The Colorado Court of Appeals determined Mr. Braxton failed to demonstrate deficient performance because plea counsel testified that he believed Mr. Braxton had changed his mind about seeking to withdraw his guilty plea. Although Mr. Braxton obviously disagrees with plea counsel's testimony, the trial court made a factual determination that plea counsel's testimony was credible and that Mr. Braxton's testimony was not credible. Because Mr. Braxton fails to present clear and convincing evidence to the contrary, the Court presumes this factual determination is correct. See 28 U.S.C. § 2254(e)(1). In light of this factual determination that plea counsel believed Mr.

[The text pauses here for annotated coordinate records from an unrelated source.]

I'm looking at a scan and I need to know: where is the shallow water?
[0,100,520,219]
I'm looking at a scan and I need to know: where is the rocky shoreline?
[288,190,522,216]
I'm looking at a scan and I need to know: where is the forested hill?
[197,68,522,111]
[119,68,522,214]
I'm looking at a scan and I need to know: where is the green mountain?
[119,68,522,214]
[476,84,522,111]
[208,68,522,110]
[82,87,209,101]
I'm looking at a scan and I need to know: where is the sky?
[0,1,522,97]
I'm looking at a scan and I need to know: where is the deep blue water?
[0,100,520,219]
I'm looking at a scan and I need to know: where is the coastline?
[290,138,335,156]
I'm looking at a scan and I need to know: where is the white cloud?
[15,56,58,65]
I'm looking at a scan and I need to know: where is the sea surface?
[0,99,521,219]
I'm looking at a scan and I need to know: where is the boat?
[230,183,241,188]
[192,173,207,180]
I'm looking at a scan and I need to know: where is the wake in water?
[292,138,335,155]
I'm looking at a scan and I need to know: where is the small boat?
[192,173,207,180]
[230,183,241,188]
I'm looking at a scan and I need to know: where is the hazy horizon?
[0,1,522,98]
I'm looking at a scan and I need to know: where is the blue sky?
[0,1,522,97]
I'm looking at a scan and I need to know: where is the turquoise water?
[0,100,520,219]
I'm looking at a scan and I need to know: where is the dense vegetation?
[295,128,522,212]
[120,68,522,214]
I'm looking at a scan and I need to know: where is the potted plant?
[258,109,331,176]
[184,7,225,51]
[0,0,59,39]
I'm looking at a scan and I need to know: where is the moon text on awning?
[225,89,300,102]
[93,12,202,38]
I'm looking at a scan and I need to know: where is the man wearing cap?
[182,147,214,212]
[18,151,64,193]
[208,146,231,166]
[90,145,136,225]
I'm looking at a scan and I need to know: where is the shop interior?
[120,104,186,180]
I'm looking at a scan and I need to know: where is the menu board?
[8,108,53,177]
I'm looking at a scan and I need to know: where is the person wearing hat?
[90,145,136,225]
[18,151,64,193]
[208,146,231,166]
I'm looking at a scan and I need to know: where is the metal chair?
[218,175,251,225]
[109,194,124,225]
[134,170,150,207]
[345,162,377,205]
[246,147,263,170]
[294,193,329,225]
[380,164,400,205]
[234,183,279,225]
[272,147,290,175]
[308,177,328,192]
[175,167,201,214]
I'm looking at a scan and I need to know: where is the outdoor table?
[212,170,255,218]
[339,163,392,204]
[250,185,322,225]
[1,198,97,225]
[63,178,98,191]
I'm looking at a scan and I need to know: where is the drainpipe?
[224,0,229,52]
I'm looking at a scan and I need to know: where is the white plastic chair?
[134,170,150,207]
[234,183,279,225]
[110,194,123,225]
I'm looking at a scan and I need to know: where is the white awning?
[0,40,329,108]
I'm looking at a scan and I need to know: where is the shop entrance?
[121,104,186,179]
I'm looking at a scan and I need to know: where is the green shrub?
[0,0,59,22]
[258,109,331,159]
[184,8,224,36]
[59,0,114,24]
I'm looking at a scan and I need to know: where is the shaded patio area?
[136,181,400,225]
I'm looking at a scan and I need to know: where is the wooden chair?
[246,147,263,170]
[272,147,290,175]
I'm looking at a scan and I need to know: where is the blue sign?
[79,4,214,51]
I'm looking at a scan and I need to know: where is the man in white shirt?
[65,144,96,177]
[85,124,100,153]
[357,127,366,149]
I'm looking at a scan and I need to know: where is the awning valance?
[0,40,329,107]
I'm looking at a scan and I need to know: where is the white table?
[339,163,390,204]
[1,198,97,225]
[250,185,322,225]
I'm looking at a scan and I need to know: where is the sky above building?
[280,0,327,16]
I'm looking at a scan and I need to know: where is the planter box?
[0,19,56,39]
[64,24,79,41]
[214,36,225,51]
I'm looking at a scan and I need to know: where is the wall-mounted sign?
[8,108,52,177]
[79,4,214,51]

Braxton had changed his mind about withdrawing his guilty plea, the Court cannot conclude that plea counsel's failure to file a written motion to withdraw Mr. Braxton's guilty plea prior to sentencing constitutes deficient performance.
In any event, even if plea counsel's performance somehow could be deemed deficient, the Court also concludes that Mr. Braxton cannot demonstrate any prejudice from plea counsel's failure to file a written motion to withdraw Mr. Braxton's guilty plea. The Court reaches this conclusion based on the fact that new counsel actually filed and argued a written motion to withdraw Mr. Braxton's guilty plea on remand from the Colorado Court of Appeals in 2006. Although that motion was filed after sentencing, the trial court construed the motion as asserted pursuant to Rule 32(d) of the Colorado Rules of Criminal Procedure and applied the applicable standards under Rule 32(d). Mr. Braxton does not argue, and there is no indication in the state court record, that the motion to withdraw Mr. Braxton's guilty plea had any better chance of success if the motion had been filed prior to sentencing as he allegedly requested. Therefore, because the motion that plea counsel allegedly failed to file subsequently was filed and argued by new counsel, Mr. Braxton cannot demonstrate any prejudice resulting from plea counsel's failure to file that motion.
For all of these reasons, the Court finds that Mr. Braxton is not entitled to relief on claim 2(a). Accordingly, it is
ORDERED that the amended Application for a Writ of Habeas Corpus Pursuant to 28 U.S.C. § 2254 [Docket No. 5] is denied and this case is dismissed with prejudice. It is further
ORDERED that there is no basis on which to issue a certificate of appealability pursuant to 28 U.S.C. § 2253(c).